👉 Data Engineering Fundamental Series - Discovery
👉 Data Engineering Fundamental YouTube Video
In the discovery process, we take a look at the data that is available for our analysis. We are using the MTA turnstiles information which is available at this location:
http://web.mta.info/developers/turnstile.html
We can download a single file to take a look at the data structure and make the following observations about the data:
- It is available in weekly batches every Sunday
- The information is audited in blocks of fours hours apart
- The date and time field are on different columns
- The cumulative entries are on the ENTRIES field
- The cumulative exits are on the EXITS field
- This data is audited in blocks of fours hours apart
Name | Description |
---|---|
C/A | Control Area (A002) (Booth) |
UNIT | Remote Unit for a station (R051) |
SCP | Subunit Channel Position represents an specific address for a device (02-00-00) |
STATION | Represents the station name the device is located at |
LINENAME | Represents all train lines that can be boarded at this station. Normally lines are represented by one character. LINENAME 456NQR repersents train server for 4, 5, 6, N, Q, and R trains. |
DIVISION | Represents the Line originally the station belonged to BMT, IRT, or IND |
DATE | Represents the date (MM-DD-YY) |
TIME | Represents the time (hh:mm:ss) for a scheduled audit event |
DESc | Represent the "REGULAR" scheduled audit event (Normally occurs every 4 hours). Audits may occur more that 4 hours due to planning, or troubleshooting activities. Additionally, there may be a "RECOVR AUD" entry: This refers to missed audit that was recovered. |
ENTRIES | The cumulative entry register value for a device |
EXIST | The cumulative exit register value for a device |
The data below shows the entry/exit register values for one turnstile at control area (A002) from 09/27/14 at 00:00 hours to 09/29/14 at 00:00 hours
C/A | UNIT | SCP | STATION | LINENAME | DIVISION | DATE | TIME | DESC | ENTRIES | EXITS |
---|---|---|---|---|---|---|---|---|---|---|
A002 | R051 | 02-00-00 | LEXINGTON AVE | 456NQR | BMT | 09-27-14 | 00:00:00 | REGULAR | 0004800073 | 0001629137 |
A002 | R051 | 02-00-00 | LEXINGTON AVE | 456NQR | BMT | 09-27-14 | 04:00:00 | REGULAR | 0004800125 | 0001629149 |
A002 | R051 | 02-00-00 | LEXINGTON AVE | 456NQR | BMT | 09-27-14 | 08:00:00 | REGULAR | 0004800146 | 0001629162 |
Based on observations, the following conclusions can be made:
- Merge the DATE and TIME columns and create a date time column, CREATED
- The STATION column is a location dimension
- The CREATED column is the datetime dimension to enable the morning and afternoon timeframes
- The ENTRIES column is the measure for entries
- The EXITS column is the measure for exits
- A gate can be identified by using the C/A, SCP and UNIT columns
These observations can be used to define technical requirements that can enable us to deliver a successful project.

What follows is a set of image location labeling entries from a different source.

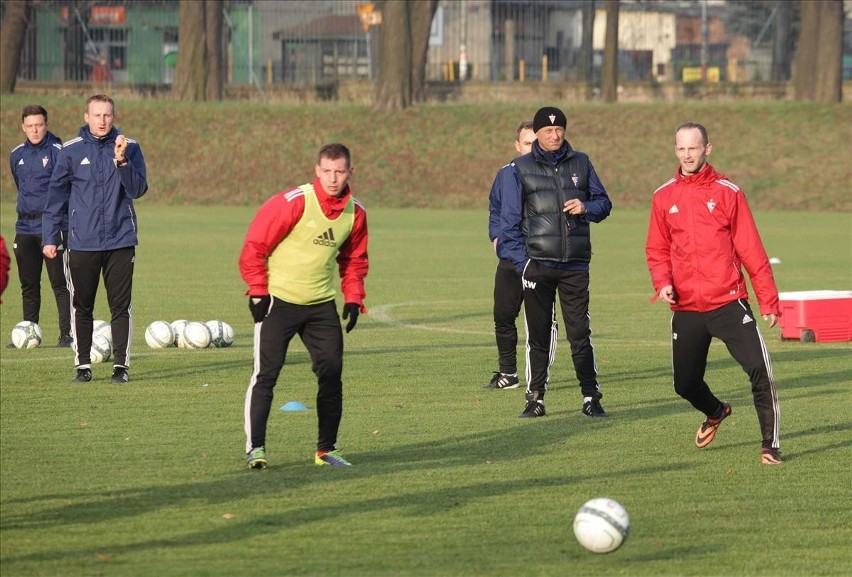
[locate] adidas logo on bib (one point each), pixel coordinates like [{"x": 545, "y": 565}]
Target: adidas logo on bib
[{"x": 326, "y": 238}]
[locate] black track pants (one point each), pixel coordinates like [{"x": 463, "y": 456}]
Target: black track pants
[
  {"x": 29, "y": 258},
  {"x": 319, "y": 328},
  {"x": 85, "y": 270},
  {"x": 508, "y": 297},
  {"x": 736, "y": 326},
  {"x": 541, "y": 285}
]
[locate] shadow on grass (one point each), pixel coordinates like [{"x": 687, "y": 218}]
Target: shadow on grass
[
  {"x": 502, "y": 446},
  {"x": 235, "y": 487}
]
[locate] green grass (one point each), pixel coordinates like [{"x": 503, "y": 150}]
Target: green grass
[
  {"x": 445, "y": 156},
  {"x": 138, "y": 480}
]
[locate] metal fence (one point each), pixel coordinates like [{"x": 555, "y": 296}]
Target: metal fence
[{"x": 325, "y": 41}]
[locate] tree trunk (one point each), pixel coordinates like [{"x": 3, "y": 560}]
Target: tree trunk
[
  {"x": 587, "y": 54},
  {"x": 12, "y": 34},
  {"x": 609, "y": 74},
  {"x": 829, "y": 72},
  {"x": 782, "y": 47},
  {"x": 421, "y": 14},
  {"x": 198, "y": 74},
  {"x": 817, "y": 73},
  {"x": 394, "y": 84},
  {"x": 214, "y": 21}
]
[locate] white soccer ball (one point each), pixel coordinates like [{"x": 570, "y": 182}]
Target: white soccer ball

- Define the infrastructure requirements to host the technology
- Automate the provisioning of the resources using Terraform
- Deploy the technology on a cloud platform
- Define the data orchestration process
- On the original pipeline, load the initial data for 2023
- Create a data pipeline that runs every week after a new file has been published
- Copy the unstructured CSV files into a Data Lake
- Define a well-structured and optimized model on a Data Warehouse
- Keep the source code for the models under source control
- Copy the data into the Data Warehouse
- Allow access to the Data Warehouse, so visualization tools can consume the data.
- Create Data Analysis dashboard with the following information
- Data Analysis dashboard
- Identify the time slots for morning and afternoon analysis
- Look at the distribution by stations
- Look at the daily models
- Look at the time slot models
- Download a file to look at the data
- This should create a gz file under the ../data folder
$ python3 mta_discovery.py --url http://web.mta.info/developers/data/nyct/turnstile/turnstile_230318.txt
Run the Jupyter notebook (dicovery.ipynb) to do some analysis on the data.
- Load the Jupyter notebook to do analysis
- First start the Jupyter server
$ jupyter notebook
- See the URL on the console and click it to load on the browser
- Click the discovery.ipynb file
- Or open the file with VSCode and enter the URL when prompted from a kernel url
- Click the discovery.ipynb file